Tuesday, 4 January 2011

IO throughput: Haskell vs F#

Many applications require the ability to churn through gigabytes of data. In such cases, high IO throughput is valuable. This article examines high-throughput IO in the Haskell and F# programming languages. The Haskell solutions use the ByteString library and the F# solutions use ordinary .NET 4 IO.

An eager Haskell solution that loads the entire file into memory may be written as follows:

import System import Bits import Data.List import Data.ByteString as B main = getArgs >>= B.readFile . Data.List.head >>= print . B.foldl xor 0

A lazy alternative that loads parts of the file on-demand may be written as follows:

import System import Bits import Data.List import Data.ByteString.Lazy as B main = getArgs >>= B.readFile . Data.List.head >>= print . B.foldl xor 0

An eager F# version can simply call the ReadAllBytes function to load the entire file:

System.IO.File.ReadAllBytes file |> Array.fold (^^^) 0uy

An on-demand alternative simply opens the file and calls ReadByte on a buffered stream in a loop until the end of the file is reached:

use stream = new System.IO.FileStream(file, System.IO.FileMode.Open) use stream = new System.IO.BufferedStream(stream) let rec loop n = let b = stream.ReadByte() if b >= 0 then loop (n ^^^ b) else n loop 0

Compiling the Haskell with GHC 6.12.3 using --make -O2 flags and running the F# interactively in Visual Studio 2010 on a Dell Precision T5400 running 32-bit Windows Vista with 4Gb of RAM gave the following results for the on-demand versions:

The eager F# failed due to lack of memory on all three files. The eager Haskell obtained the correct answer on the smallest file, crashed on the middle file and produced corrupted output on the largest file. These problems appear to stem from a signed 32-bit integer overflowing inside the ByteString library, causing it to either crash when apparently-negative ByteString lengths are encountered or to read only part of a file.

Several points of interest:

  • The variations between the speed of the Haskell and F# solutions is less than 5% in each case.
  • Wrapping the IO in an IEnumerable (seq in F#) severely degrades performance.
  • On 64-bit machines, memory mapping have different trade-offs.
  • Haskell's ByteString library includes some special functions (e.g. count) that use optimized kernels written in C and assembler to manipulate large quantities of data more efficiently than is currently possible from Haskell or F#.

For more information on high-performance F#, read Visual F# 2010 for Technical Computing.

7 comments:

mattiasw said...

Hi John,

I really appreciate that you want to spread the word around F#, but what is this sample trying to show?

Are you using 32 or 64-bit Windows? Since a process on Win32 cannot be bigger than 2GB, 1.58GB is huge.

What is the purpose och having the file as a byte[] in memory?
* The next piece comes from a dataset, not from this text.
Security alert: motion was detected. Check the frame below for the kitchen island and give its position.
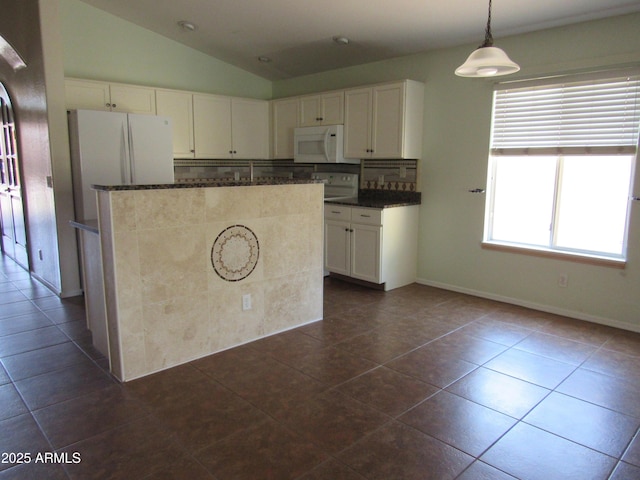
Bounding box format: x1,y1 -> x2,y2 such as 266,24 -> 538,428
94,180 -> 323,381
What alternatives are there? You mention memory mapping, why isn't this an option for 32-bit Windows?

rainmaker said...

How did the lazy versions fared ?

Flying Frog Consultancy Ltd. said...

@mattiasw: "what is this sample trying to show?" How to measure the performance of binary IO from Haskell and F#. We found the performance to be surprisingly good in both cases, even through Haskell's abstractions.
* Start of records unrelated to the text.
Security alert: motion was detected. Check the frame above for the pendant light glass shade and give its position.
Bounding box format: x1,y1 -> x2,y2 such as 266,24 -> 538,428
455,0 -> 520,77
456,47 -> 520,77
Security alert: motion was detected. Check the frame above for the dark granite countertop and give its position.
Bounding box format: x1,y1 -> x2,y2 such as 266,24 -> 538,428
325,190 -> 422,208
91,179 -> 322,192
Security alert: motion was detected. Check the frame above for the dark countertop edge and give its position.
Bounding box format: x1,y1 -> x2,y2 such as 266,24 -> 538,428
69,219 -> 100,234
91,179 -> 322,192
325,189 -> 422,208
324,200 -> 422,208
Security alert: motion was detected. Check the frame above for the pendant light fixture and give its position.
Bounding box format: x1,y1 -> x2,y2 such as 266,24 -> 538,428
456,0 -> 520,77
"Are you using 32 or 64-bit Windows?" 32-bit Windows Vista.

"What is the purpose och having the file as a byte[] in memory?" Simplicity. .NET 4 makes it easy to load a file in its entirety as bytes or a string of text but it is not so clear how to process large files. There is no standard library function in F# to load a large file on-demand as a sequence of bytes or chars. In fact, if there were such a function it would be uselessly slow: the only viable alternative in F# would be to return a sequence of arrays because folding over an array is much faster than folding over a sequence in F#.

"What alternatives are there?" You could expose an interface like the Haskell's and use a high-level feature like a fold but we found that was much slower and, therefore, should be avoided. A buffered file stream and calls to ReadByte in an imperative loop is ideal for F#.

"You mention memory mapping, why isn't this an option for 32-bit Windows?" You don't have enough address space to memory map large files on 32-bit. On 64-bit, you could memory map huge files and let the OS take care of loading them on-demand for you. That might well be simpler and more efficient.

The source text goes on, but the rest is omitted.